Au cours d’un conseil ministériel réuni le 3 juillet 2008, quelques jours après avoir limogé le Premier ministre et quelques autres personnalités de son gouvernement d’une soixantaine de membres, Paul Biya a vertement tancé toute son équipe. L’annonce même de cette réunion du gouvernement augurait de cette colère du président, qui ne réunit presque jamais son équipe. « Les résultats obtenus n’ont pas été à la hauteur de toutes nos attentes. Il était donc nécessaire de se demander pourquoi, d’identifier les obstacles rencontrés et d’en tirer les leçons », a-t-il expliqué dès l’entame de ce conseil ministériel. le président de la République n’a pas eu de mots assez durs : « Certes, la crise mondiale qui a atteint le Cameroun il y a quelques mois, a compliqué notre tâche. [...] Mais la crise n’explique pas tout. Globalement en effet, notre économie

a été plutôt moins touchée que d’autres. Pour dire les choses clairement, je crois que nous avons manqué de dynamisme. L’inertie que j’ai souvent dénoncée a repris le dessus. Malheureusement aussi, la corruption, même si elle est vigoureusement combattue, continue de freiner notre action », a-t-il dit à ce gouvernement, réuni au grand complet au Palais de l’unité.

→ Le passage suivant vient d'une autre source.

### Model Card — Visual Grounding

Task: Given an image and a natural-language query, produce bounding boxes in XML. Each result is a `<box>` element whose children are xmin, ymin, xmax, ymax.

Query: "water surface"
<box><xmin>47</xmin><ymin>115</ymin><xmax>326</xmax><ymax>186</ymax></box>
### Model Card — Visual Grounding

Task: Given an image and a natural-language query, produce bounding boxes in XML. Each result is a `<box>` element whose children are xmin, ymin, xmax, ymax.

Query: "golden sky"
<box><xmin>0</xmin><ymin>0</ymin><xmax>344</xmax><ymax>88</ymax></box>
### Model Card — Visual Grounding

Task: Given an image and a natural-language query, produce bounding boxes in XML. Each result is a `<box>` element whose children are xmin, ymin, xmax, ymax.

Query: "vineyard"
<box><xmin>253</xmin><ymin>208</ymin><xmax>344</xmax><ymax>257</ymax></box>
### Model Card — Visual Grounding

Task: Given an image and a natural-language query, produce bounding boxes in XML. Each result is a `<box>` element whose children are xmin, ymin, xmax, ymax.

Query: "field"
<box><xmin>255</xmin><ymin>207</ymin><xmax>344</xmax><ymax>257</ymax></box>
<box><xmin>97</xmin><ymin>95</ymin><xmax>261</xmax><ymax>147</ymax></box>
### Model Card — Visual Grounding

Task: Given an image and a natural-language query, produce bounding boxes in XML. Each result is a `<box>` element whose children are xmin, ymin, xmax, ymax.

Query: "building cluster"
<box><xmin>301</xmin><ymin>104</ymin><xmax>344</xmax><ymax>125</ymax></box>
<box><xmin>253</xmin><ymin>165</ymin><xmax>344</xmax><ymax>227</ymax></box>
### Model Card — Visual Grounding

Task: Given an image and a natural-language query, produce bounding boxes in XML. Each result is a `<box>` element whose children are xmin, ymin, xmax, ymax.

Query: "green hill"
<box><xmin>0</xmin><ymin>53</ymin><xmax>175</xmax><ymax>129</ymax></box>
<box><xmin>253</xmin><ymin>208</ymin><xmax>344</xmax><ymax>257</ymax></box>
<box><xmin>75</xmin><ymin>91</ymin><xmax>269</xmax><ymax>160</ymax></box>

Mais est-ce vraiment ce gouvernement qui est responsable de l’inertie alors qu’il est unanimement admis que le Cameroun est pays où la prépondérance constitutionnelle et effective du président de la République ne fait aucun doute ? La preuve que Paul Biya est lui-même la cause première de l’inertie qui verrouille toute initiative politique d’envergure saute aux yeux.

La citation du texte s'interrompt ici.